This ought to be tackled by improving the parsing of the USFM files by Go Bible 
Creator.

Original issue reported on code.google.com by DFH...@gmail.com on 29 Jun 2011 at 7:45

GoogleCodeExporter commented 8 years ago

I'm thinking of having

Book-Index-Id-Name: 40  MAT   Matthew

(tab-delimited if it makes you happy)

Of course, we could enumerate the books automatically if they already are in 
sequence and in order:

Book-Index-Id-Name: #   GEN   Genesis
Book-Index-Id-Name: #   EXO   Exodus
...

Original comment by daniel.s...@gmail.com on 14 Jul 2011 at 3:58

GoogleCodeExporter commented 8 years ago

Beware of book index numbers. Confusion reigns out there.

Some translators have 41 = MAT, others have 40 = MAT.

This issue is just to do with how the \id line is parsed.
Go Bible Creator should ignore anything after the second space delimiter.
i.e. When the file contains
\id MAT blah blah blah .....
and we specify the property
USFM-TitleTag: \id
then the corresponding line in the collection is allowed to be
Book: MAT

i.e. We ignore the "blah blah blah ....." on the \id line

Nothing extra than this fix needs to be altered to solve this issue.
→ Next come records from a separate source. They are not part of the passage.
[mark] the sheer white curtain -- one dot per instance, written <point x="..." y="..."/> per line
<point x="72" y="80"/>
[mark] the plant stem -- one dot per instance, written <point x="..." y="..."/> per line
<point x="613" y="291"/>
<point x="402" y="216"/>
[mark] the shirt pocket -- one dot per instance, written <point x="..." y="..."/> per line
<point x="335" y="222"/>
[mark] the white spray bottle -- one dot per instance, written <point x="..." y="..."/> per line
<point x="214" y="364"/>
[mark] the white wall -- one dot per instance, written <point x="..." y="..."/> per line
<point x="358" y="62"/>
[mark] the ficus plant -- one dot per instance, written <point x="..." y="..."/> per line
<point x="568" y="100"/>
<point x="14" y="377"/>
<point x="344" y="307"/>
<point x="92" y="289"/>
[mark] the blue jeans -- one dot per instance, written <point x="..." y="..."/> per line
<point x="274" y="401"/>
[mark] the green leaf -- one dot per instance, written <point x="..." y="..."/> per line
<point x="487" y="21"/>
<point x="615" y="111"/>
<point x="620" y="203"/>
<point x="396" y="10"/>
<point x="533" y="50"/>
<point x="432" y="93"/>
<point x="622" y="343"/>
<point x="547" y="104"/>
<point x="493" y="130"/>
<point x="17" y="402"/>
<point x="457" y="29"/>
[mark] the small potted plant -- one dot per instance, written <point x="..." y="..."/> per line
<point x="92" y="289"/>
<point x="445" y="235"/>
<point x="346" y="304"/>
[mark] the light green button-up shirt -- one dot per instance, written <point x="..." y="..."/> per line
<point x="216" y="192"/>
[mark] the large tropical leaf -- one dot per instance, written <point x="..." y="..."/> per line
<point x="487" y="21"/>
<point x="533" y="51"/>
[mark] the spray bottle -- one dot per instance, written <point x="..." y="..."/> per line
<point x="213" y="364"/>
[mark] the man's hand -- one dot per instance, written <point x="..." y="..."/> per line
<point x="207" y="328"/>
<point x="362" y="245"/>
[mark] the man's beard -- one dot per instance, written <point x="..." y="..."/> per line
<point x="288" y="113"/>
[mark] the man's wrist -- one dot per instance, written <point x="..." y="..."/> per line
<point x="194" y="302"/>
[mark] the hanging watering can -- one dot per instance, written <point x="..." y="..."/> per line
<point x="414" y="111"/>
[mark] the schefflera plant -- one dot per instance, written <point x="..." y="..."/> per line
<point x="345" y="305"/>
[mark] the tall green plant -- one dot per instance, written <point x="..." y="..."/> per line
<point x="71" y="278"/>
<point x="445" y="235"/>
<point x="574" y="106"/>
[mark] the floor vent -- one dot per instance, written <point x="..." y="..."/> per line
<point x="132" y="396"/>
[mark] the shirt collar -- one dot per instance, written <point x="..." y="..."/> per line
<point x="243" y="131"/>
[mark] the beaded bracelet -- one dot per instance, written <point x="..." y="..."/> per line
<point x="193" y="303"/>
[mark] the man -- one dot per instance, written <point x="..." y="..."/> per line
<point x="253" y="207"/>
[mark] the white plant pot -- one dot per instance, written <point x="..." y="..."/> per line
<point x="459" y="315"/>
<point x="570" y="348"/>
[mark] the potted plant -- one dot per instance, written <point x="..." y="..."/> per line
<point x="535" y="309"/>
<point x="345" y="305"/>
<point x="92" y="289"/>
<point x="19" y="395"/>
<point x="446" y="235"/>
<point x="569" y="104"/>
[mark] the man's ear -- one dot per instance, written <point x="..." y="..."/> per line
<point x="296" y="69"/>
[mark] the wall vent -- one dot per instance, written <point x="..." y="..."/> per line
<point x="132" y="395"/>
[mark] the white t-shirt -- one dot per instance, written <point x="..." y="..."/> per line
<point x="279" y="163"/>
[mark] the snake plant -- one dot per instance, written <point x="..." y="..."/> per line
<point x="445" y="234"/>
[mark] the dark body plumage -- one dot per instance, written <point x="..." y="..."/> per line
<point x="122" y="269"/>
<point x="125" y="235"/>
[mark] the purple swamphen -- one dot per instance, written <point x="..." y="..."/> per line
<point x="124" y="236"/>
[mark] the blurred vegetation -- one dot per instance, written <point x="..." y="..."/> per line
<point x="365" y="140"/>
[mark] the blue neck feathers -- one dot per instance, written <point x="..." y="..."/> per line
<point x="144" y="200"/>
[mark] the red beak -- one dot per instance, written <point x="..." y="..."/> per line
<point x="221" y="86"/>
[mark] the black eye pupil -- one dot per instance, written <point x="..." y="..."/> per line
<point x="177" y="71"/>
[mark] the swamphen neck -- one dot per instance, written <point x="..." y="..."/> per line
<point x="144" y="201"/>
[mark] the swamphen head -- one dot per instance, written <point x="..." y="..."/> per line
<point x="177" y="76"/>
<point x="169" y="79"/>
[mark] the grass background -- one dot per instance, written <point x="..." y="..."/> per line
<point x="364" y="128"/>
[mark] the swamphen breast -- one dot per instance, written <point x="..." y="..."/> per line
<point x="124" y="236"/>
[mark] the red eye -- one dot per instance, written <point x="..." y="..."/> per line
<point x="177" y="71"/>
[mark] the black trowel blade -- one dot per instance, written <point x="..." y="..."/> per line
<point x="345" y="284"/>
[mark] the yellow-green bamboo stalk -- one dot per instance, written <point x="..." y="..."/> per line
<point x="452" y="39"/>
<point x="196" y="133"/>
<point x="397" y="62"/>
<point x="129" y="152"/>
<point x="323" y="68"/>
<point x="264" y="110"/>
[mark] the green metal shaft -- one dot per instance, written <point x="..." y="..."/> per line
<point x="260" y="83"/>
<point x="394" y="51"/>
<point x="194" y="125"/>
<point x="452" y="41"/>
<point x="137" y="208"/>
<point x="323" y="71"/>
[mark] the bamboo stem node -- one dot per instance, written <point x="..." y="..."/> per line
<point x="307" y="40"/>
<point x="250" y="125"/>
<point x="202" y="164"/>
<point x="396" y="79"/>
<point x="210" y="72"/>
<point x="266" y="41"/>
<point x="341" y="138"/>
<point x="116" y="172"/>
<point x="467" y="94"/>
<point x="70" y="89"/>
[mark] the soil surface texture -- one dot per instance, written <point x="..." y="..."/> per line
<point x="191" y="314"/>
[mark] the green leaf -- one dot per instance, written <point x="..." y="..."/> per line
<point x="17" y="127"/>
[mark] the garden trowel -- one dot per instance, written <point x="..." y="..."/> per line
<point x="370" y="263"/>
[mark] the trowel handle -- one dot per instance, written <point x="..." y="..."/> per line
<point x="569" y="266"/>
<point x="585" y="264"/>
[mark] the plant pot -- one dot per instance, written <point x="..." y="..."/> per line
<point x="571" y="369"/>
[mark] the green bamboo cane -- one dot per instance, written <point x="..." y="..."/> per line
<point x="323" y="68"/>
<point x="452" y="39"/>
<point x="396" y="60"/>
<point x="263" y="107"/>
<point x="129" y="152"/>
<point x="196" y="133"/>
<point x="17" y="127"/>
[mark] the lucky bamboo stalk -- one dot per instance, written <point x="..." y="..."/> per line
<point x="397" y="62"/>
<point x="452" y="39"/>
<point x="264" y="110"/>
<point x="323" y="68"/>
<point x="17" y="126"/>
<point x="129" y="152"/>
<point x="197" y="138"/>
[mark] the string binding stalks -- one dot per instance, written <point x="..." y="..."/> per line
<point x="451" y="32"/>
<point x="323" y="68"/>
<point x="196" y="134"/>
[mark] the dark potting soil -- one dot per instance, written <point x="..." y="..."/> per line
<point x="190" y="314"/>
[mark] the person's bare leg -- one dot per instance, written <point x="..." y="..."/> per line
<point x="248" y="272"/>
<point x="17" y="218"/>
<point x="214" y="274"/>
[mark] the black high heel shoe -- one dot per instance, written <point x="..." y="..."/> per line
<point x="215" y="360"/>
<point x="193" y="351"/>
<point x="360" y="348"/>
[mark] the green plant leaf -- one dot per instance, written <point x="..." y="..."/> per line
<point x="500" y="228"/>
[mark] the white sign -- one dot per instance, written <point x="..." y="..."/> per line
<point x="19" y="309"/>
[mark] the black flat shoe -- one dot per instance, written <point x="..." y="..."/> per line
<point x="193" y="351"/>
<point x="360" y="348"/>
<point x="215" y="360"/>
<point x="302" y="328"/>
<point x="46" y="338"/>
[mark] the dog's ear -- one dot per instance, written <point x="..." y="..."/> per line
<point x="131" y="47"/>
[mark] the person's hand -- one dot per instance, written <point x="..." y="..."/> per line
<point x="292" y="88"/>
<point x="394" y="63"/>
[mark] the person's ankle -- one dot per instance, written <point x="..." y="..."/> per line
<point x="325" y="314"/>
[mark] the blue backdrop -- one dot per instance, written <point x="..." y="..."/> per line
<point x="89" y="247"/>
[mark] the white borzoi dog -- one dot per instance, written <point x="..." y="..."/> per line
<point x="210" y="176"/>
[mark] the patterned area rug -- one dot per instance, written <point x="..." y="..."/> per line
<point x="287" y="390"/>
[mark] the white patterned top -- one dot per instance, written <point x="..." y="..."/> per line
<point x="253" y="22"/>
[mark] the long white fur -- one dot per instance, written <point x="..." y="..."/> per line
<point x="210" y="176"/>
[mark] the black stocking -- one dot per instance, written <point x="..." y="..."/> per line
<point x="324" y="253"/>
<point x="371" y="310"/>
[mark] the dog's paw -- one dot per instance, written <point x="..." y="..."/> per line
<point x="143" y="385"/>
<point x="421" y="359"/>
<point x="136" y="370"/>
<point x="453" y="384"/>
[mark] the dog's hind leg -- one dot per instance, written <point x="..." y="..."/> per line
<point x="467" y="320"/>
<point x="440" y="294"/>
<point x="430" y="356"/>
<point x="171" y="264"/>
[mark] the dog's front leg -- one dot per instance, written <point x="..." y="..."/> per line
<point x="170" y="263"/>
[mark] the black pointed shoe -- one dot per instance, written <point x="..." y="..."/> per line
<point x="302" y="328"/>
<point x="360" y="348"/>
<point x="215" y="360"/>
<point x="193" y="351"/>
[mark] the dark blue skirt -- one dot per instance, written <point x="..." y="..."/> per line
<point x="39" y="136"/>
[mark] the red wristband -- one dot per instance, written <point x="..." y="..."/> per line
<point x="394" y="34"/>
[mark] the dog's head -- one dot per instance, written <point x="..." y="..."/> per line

Original comment by DFH...@gmail.com on 14 Jul 2011 at 9:22

Changed state: Accepted

GoogleCodeExporter commented 8 years ago

Under the current system, the collections file will specify a tag (e.g. \h) as 
the title tag. The name of the book is extracted from the title tag. The order 
of the book is then determined by the order of appearance of the name in the 
collections file.

I am not sure what's the improvement suggested here. Is it to automatically 
sort the books according to their \id tag? Which canon should it use by default 
then?

Original comment by daniel.s...@gmail.com on 16 Jul 2011 at 3:06

GoogleCodeExporter commented 8 years ago

This issue is nothing to do with book order or canon. It's purely a 
simplification for parsing line 1 of the USFM files.

It has merely to do with the fact that some translators have as line 1 the bare 
three letter book CODE, e.g.
\id MAT
and other translators have added loads of extra text after the book CODE
\id MAT rhubarb rhubarb rhubarb rhubarb 

I only used rhubarb as the generic because of The Goon Show.

When one specifies
USFM-TitleTag: \id
and the USFM files have verbose line 1, then Go Bible Creator current expects
Book: MAT rhubarb rhubarb rhubarb rhubarb 
whereas it would simplify the collections text file for it to cope with 
Book: MAT
and ignore the "rhubarb rhubarb rhubarb rhubarb" (or whatever).

David

Original comment by DFH...@gmail.com on 17 Jul 2011 at 9:54

GoogleCodeExporter commented 8 years ago

NB. Some USFM file collections we have received have missing \h tags in some 
files.

This means that we have to specify the \id tag for such collections.

Original comment by DFH...@gmail.com on 17 Jul 2011 at 12:18

GoogleCodeExporter commented 8 years ago

As a workaround, I could use a TextPipe filter to insert \r\n\\rem  after the 
ID <code> part of the \id tag.

i.e. Thus preprocessing all the USFM files.

Original comment by DFH...@gmail.com on 12 Aug 2012 at 2:15

GoogleCodeExporter commented 8 years ago

Any further thoughts on this issue?

Original comment by DFH...@gmail.com on 28 Dec 2012 at 10:30

GoogleCodeExporter commented 8 years ago

I'll add an exception in the code. When \id is used as the title tag, both the 
book code and the full text can be used for identification.

Original comment by daniel.s...@gmail.com on 28 Dec 2012 at 3:15

GoogleCodeExporter commented 8 years ago

Did you mean to write "EITHER the book code OR the full text" ?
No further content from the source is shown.